Семантика, или «значение значений», дала метод, который впервые показал, как научный подход может быть применен к любому акту повседневной жизни. Поскольку семантика – это наука о словах, написанных или сказанных, определяющих поведение человека, поначалу многие ошибочно полагали, что она занимается
Ковенант был первым общественным договором, составленным на научных основах, и здесь мы должны отдать должное его главному автору – доктору Михею Новаку, – тому самому Новаку, который был главным психологом революции. Революционеры хотели обеспечить максимум личной свободы для граждан. Но как осуществить это с достаточно большой вероятностью?
Перво-наперво была отправлена на свалку идея «справедливости». С точки зрения семантики понятие «справедливость» не является реальностью. Нет такого феномена в континууме «пространство-время-материя», в который можно ткнуть пальцем и сказать: вот она, справедливость. Наука имеет дело лишь с тем, что можно пронаблюдать и измерить. Со справедливостью же ни того ни другого не сделаешь, а потому она никогда не будет иметь одинакового значения для двух разных людей. А всякие «звуки», произносимые в связи с этим словом, только добавляют путаницы.
А вот ущерб от этого – физический или экономический – может быть и указан, и измерен. Ковенант запретил гражданам наносить друг другу ущерб. Любая деятельность, которая не вела к физическому или экономическому ущербу для каждой конкретной личности, объявлялась вполне законной.

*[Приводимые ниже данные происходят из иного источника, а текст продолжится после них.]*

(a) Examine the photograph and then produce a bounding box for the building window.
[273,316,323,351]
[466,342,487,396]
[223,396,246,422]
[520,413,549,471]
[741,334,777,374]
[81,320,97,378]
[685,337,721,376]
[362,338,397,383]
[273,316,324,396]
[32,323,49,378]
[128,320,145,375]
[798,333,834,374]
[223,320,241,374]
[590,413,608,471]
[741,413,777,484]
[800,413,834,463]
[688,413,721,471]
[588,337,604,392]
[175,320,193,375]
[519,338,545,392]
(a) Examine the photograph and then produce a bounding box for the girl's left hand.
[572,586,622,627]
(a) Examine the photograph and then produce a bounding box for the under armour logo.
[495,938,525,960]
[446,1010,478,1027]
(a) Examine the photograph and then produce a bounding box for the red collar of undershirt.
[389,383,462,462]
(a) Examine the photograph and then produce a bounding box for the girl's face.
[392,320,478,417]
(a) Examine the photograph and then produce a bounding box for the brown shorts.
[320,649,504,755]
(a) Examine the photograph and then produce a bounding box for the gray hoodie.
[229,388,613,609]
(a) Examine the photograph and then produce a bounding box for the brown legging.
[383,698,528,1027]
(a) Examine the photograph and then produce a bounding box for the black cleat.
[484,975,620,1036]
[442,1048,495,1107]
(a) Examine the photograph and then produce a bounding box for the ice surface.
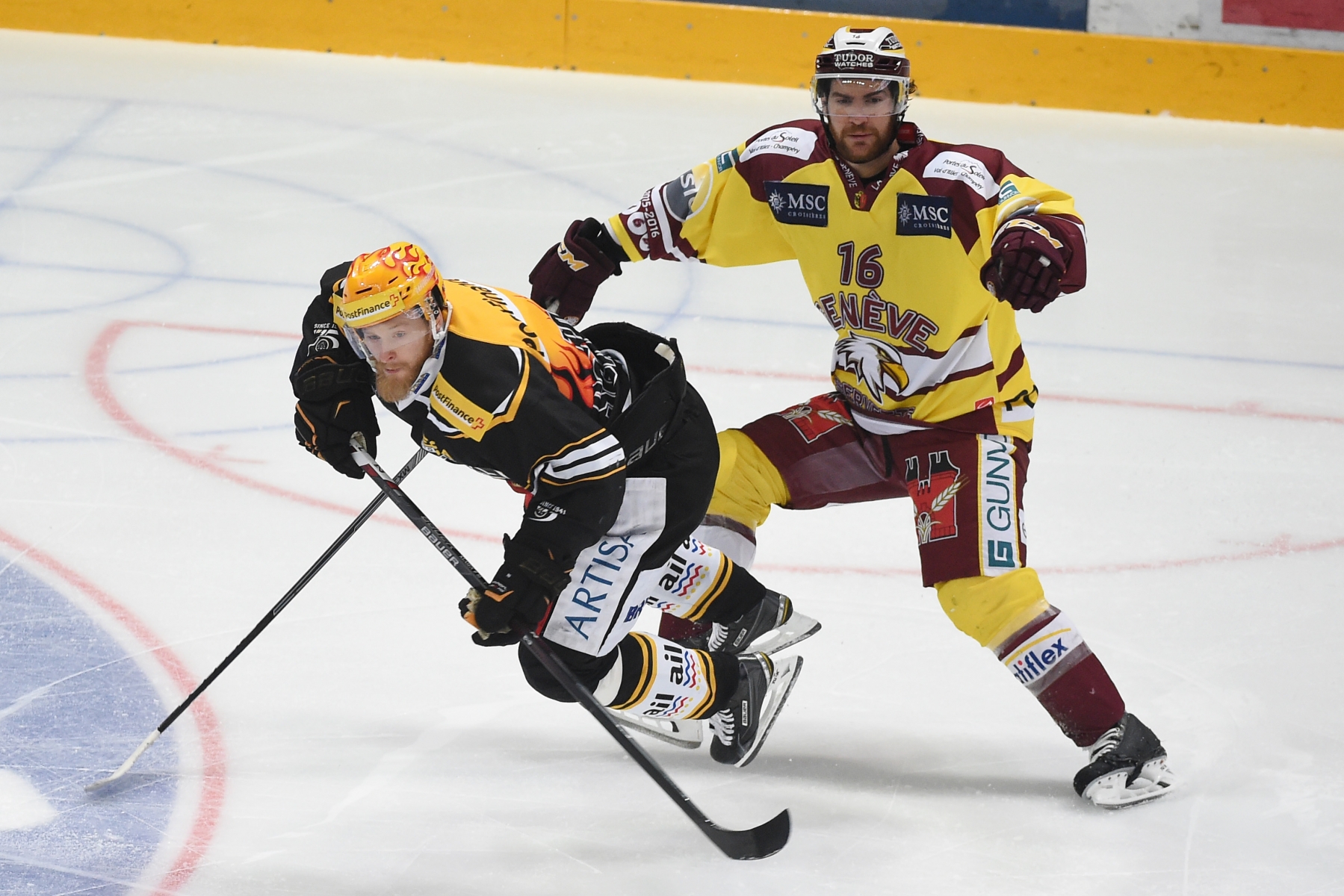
[0,32,1344,896]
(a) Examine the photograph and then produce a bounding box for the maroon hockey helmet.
[812,28,915,122]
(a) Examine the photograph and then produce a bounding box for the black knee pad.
[518,641,619,703]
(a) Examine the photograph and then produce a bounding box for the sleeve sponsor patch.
[896,193,952,239]
[663,163,713,222]
[923,152,999,199]
[762,180,828,227]
[742,128,817,161]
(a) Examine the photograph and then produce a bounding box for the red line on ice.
[0,529,224,893]
[84,321,496,544]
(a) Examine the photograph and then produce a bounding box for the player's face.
[359,316,434,402]
[826,79,899,164]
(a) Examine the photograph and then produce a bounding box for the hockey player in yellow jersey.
[291,243,820,765]
[531,28,1174,807]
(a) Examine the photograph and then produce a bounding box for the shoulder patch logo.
[896,193,952,239]
[740,128,817,161]
[762,180,831,227]
[663,164,713,222]
[923,152,999,199]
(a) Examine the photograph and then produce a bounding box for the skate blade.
[738,610,821,656]
[609,709,704,750]
[734,653,801,768]
[1083,756,1176,809]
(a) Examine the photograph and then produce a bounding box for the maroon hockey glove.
[527,217,629,323]
[979,217,1068,313]
[457,538,570,647]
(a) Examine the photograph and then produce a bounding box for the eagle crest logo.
[834,336,910,410]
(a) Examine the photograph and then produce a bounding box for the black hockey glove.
[527,217,629,324]
[979,217,1068,313]
[293,361,379,479]
[457,536,570,647]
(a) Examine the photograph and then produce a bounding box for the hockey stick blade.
[702,809,792,861]
[84,449,426,792]
[351,444,792,861]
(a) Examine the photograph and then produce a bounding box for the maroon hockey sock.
[659,612,710,641]
[997,607,1125,747]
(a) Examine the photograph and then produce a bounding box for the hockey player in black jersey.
[291,243,820,765]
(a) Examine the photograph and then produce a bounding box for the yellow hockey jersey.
[607,119,1086,439]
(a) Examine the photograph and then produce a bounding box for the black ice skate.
[703,588,821,654]
[1074,712,1176,809]
[710,653,802,768]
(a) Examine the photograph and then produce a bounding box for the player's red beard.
[831,116,900,165]
[374,345,429,405]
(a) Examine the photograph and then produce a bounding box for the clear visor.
[812,75,907,119]
[345,305,438,367]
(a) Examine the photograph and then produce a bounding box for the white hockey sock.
[641,538,732,620]
[691,516,755,570]
[610,632,718,719]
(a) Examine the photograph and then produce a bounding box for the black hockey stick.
[353,446,789,859]
[84,449,424,791]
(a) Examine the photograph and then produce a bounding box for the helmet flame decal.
[331,243,450,363]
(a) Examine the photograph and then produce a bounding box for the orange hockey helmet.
[331,243,453,364]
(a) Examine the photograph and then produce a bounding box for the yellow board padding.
[708,430,789,529]
[0,0,1344,131]
[0,0,567,69]
[935,567,1050,649]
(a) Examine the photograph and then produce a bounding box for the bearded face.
[359,314,434,405]
[826,79,900,165]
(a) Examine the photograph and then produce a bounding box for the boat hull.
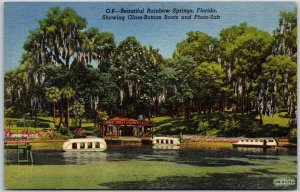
[232,143,275,148]
[62,138,107,152]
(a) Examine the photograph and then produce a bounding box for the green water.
[4,146,297,189]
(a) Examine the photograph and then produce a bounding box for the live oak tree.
[61,86,75,134]
[193,62,229,114]
[45,87,60,126]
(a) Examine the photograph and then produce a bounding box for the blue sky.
[4,2,297,71]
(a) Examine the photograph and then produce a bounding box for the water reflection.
[7,146,297,166]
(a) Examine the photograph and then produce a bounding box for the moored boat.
[62,138,107,151]
[152,137,180,149]
[232,138,278,148]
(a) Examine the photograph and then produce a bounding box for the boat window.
[72,143,77,149]
[80,143,84,149]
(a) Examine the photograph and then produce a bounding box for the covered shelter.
[100,117,155,138]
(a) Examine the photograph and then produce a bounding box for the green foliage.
[289,128,297,143]
[196,120,209,136]
[4,7,297,136]
[173,31,218,63]
[72,100,85,127]
[97,111,109,122]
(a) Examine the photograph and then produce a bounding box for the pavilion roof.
[103,117,154,126]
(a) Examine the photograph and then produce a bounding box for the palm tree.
[46,87,60,127]
[61,86,75,134]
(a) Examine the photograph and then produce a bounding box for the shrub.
[74,128,86,138]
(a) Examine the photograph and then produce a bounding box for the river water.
[4,146,297,189]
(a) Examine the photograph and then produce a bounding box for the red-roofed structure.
[101,117,155,138]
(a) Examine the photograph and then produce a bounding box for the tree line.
[4,7,297,131]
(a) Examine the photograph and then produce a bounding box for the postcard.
[3,1,298,190]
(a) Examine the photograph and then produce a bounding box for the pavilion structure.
[100,117,155,138]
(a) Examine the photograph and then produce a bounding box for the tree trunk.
[66,99,70,134]
[53,102,55,127]
[186,98,192,121]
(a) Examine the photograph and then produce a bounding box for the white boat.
[62,138,107,151]
[232,138,278,148]
[152,137,180,149]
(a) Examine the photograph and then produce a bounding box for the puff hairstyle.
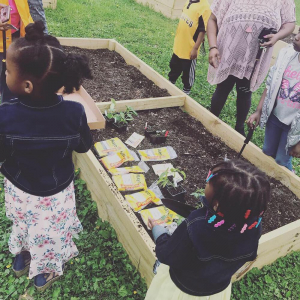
[209,159,270,227]
[11,21,92,93]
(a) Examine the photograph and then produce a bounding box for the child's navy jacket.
[154,197,261,296]
[0,96,92,196]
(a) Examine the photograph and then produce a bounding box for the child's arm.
[75,109,93,153]
[247,88,268,129]
[190,32,205,59]
[152,221,195,267]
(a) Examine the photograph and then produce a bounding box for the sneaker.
[13,251,31,277]
[34,265,64,292]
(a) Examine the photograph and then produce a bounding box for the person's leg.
[210,76,236,117]
[235,78,252,136]
[28,0,48,34]
[182,59,197,95]
[275,123,293,171]
[169,53,182,84]
[263,114,282,159]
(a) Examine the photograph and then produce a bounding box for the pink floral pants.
[4,179,82,278]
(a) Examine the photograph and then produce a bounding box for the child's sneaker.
[13,251,31,277]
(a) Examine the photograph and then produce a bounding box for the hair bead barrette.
[241,224,248,233]
[208,215,217,223]
[248,221,257,230]
[245,209,251,220]
[214,220,225,227]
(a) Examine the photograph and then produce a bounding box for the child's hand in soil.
[246,111,261,129]
[290,142,300,158]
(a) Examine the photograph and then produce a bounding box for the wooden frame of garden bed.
[60,38,300,284]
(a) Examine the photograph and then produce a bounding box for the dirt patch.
[65,47,170,102]
[92,108,300,233]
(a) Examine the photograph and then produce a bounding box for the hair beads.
[245,209,251,220]
[241,224,248,233]
[214,220,225,227]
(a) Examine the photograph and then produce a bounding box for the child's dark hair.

Поскольку концепция «справедливости» была отброшена, не могли остаться и основанные на ней типы наказания. Пенология заняла место рядом с ликантропией и прочими древними поверьями и колдовскими ремеслами. Но поскольку было бы непрактично разрешать источнику опасности оставаться в обществе, то нарушителей общественного спокойствия подвергали осмотру, и тех, что были способны на повторение антиобщественного поступка, ставили перед выбором – либо пройти психологическую переориентацию, либо быть изолированными от общества – то есть отправиться в Ковентри.
Ранние проекты Ковенанта содержали в себе пункт, по которому социально нестабильные личности должны были госпитализироваться и принудительно подвергаться переориентации, особенно в связи с тем, что психиатрия стала уже настолько развитой дисциплиной, что могла излечивать все неврожденные неврозы, а также почти любые врожденные, но тут Новак встал намертво.
– Нет, – сказал он. – Правительству больше никогда не будет разрешено вмешиваться в деятельность мозга кого-либо из граждан без их согласия, иначе мы получим тиранию почище той, что была когда-то. Каждый гражданин имеет право принять или отвергнуть Ковенант, даже если мы полагаем, что этот гражданин безумен.
В следующий раз, когда Дейв встретился с Персефоной, та была чем-то очень взволнована. Его собственная уязвленная гордость была мгновенно забыта.
– Девочка моя, что случилось? – Постепенно выяснилось, что она присутствовала при разговоре Доктора с Мэйги и впервые услышала о задуманной против Соединенных Штатов военной операции. Дейв ободряюще похлопал ее по руке. – И всего-то? А я уж испугался, что у тебя какая-нибудь неприятность.
– Всего-то?! Дэвид Маккиннон, неужели у вас хватает наглости стоять сейчас здесь передо мной и заявлять, что вы знали об этом давно и вас это ничуть не тревожит?!
– Меня? А с какой стати? Да уж если на то пошло, то я-то что могу сделать?
– Что можете сделать? Вы можете пойти за Барьер и предупредить их! Вот что вы можете сделать! А что касается «с какой стати», то… Нет, Дейв, вы просто неисправимы… – Она залилась слезами и выбежала из комнаты.
Он так и остался стоять с открытым ртом, а затем припомнил позаимствованную у предков мудрость, гласившую, что понять женщину вообще невозможно.
К ланчу Персефона не вышла. Маккиннон спросил Доктора, где она.
– Рано позавтракала, – ответил тот между глотками, – а после отправилась к Вратам.
– Что?! И вы ей разрешили?
– Персефона – свободный человек. Да она бы меня и не послушалась. Вы не волнуйтесь, с ней все будет в порядке.
Последних слов Дейв не расслышал – он пулей выскочил из дома и был уже за дверью, ведущей во двор. Он обнаружил Персефону, когда она выводила из сарая свой маленький моноцикл.
– Персефона!
– Что вам угодно? – спросила она с ледяной вежливостью, которая явно не соответствовала ее возрасту.
– Ты не должна этого делать! Линялого ранили именно там!
– Я еду. Пропустите меня.
– Тогда я еду с тобой!
– Зачем?
– Кто-то должен о тебе позаботиться.
Она сморщила нос:
– Пусть только кто-нибудь попробует меня тронуть!